Lebih dari setengah responden juga mengakui melakukan sensor mandiri (self-censorship) untuk menghindari konflik dan kontroversi yang berlebihan.
“Dari sisi negara dan regulasi, UU ITE dan KUHP masih dianggap sebagai ancaman utama bagi kebebasan pers. Melalui temuan ini, diharapkan dapat menjadi acuan bagi pemerintah, organisasi media, dan masyarakat sipil dalam menciptakan lingkungan kerja yang lebih aman bagi para jurnalis di Indonesia,” ujar dia.
Sekretaris Jenderal Aliansi Jurnalis Independen, Bayu Wardhana, dalam diskusi terkait survei ini menyoroti bahwa meskipun angka kekerasan terhadap jurnalis menurun, kualitas kekerasannya justru meningkat.

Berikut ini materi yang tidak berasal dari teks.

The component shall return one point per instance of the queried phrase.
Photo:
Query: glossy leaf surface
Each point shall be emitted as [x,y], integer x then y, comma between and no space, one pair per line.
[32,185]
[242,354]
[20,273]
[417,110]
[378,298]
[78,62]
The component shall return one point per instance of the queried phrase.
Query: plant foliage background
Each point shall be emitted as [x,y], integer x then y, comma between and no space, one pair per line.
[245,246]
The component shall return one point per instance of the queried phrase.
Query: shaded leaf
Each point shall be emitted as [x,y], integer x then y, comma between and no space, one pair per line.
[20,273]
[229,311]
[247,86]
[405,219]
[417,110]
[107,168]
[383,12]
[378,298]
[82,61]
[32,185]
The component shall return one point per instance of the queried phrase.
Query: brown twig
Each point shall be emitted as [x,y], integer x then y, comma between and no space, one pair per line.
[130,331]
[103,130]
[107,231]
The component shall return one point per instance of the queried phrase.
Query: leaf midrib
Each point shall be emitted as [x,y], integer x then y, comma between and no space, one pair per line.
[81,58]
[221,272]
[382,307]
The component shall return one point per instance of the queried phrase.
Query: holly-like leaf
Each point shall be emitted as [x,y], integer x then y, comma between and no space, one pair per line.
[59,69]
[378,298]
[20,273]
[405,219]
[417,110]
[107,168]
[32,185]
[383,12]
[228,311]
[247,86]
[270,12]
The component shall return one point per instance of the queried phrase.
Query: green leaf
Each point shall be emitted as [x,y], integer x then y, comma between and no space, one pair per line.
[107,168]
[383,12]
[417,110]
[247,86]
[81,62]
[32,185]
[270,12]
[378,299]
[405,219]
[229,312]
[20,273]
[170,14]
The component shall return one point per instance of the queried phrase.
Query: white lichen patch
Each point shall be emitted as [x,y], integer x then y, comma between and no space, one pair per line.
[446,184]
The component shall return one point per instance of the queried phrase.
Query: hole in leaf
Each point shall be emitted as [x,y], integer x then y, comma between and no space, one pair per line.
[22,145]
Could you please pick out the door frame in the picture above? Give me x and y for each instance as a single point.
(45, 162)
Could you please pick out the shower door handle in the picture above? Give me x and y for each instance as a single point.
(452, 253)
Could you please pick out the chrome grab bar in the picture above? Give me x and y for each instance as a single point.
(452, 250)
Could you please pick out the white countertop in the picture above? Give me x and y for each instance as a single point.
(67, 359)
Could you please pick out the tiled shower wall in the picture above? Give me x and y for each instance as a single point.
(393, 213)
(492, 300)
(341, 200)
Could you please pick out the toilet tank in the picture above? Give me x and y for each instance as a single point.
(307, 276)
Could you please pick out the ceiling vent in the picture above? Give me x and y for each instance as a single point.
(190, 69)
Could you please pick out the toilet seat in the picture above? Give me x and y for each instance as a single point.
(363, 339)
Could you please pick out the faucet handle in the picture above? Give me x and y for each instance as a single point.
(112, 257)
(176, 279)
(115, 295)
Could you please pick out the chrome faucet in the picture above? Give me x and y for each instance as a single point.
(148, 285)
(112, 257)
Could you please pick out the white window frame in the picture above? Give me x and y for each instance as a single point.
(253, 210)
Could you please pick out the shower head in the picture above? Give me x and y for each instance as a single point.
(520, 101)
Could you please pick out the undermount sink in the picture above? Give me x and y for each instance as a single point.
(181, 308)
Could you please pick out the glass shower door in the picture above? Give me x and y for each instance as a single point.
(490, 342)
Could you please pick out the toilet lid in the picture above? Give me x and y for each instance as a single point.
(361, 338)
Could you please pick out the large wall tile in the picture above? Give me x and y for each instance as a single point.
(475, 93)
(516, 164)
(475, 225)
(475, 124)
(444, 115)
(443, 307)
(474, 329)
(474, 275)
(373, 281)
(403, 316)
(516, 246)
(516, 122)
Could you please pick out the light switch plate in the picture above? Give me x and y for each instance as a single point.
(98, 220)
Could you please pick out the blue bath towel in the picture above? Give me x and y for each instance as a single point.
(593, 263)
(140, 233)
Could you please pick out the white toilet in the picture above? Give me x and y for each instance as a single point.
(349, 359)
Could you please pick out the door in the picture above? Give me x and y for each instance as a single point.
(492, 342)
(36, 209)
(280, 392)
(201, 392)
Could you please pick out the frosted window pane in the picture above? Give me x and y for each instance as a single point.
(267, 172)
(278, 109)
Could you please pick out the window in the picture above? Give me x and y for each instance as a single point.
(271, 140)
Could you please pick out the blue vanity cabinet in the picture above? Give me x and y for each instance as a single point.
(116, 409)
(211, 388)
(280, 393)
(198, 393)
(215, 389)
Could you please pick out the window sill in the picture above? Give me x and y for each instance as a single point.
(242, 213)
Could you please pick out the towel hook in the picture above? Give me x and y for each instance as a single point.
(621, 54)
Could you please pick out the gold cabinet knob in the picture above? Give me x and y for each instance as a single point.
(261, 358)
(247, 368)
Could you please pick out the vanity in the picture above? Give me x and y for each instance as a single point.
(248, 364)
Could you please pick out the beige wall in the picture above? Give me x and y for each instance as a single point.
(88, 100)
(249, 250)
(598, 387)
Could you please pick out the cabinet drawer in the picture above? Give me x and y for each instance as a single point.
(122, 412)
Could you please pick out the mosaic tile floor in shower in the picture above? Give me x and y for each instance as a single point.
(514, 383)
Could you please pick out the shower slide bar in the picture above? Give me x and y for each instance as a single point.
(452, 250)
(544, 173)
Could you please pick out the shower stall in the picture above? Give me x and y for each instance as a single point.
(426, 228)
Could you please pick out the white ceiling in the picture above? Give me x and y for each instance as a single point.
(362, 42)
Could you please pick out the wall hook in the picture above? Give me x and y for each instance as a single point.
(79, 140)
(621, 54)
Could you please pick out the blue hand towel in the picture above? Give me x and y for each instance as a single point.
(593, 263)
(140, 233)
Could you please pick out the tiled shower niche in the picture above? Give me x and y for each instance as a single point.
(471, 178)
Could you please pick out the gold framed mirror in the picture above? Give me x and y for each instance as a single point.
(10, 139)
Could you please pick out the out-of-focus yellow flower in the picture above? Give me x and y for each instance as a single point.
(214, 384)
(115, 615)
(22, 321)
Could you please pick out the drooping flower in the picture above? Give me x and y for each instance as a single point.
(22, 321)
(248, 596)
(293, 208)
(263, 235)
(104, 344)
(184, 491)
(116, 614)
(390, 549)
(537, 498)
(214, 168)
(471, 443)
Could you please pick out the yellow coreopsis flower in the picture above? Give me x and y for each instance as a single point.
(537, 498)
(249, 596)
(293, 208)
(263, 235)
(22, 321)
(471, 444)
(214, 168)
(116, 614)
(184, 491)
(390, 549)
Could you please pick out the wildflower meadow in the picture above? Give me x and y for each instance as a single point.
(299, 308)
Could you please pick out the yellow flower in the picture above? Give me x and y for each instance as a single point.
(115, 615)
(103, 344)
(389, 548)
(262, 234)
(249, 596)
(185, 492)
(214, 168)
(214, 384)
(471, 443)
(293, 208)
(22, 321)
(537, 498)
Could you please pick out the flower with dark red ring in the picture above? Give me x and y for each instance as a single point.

Ia menjelaskan, tahun 2024 ada jurnalis yang meninggal dunia, padahal tidak terjadi pada 2023 dan 2022.
“Jadi, meskipun indeks naik, kita tidak bisa hanya melihat angka tanpa memperhatikan kualitas kasus kekerasan yang terjadi,” ujarnya.
Bayu juga menambahkan bahwa kekerasan terhadap jurnalis tidak hanya terjadi dalam bentuk fisik, tetapi juga melalui berbagai bentuk intimidasi, baik dari pihak tertentu maupun tekanan ekonomi.
Menurut dia, banyak jurnalis yang akhirnya melakukan swasensor karena takut akan dampak yang lebih besar.
“Ada ancaman tidak langsung berupa pembatasan kerjasama media dengan pemerintah atau swasta jika mereka menerbitkan berita yang dianggap sensitif. Karena itu, perlindungan terhadap jurnalis harus menjadi prioritas bersama agar kebebasan pers tetap terjaga,” tegas dia.
Menanggapi temuan tersebut, Deputi II Bidang Diseminasi dan Media Informasi Kantor Komunikasi Kepresidenan, Noudhy Valdryno, menegaskan pentingnya peran negara dalam menjamin keselamatan jurnalis.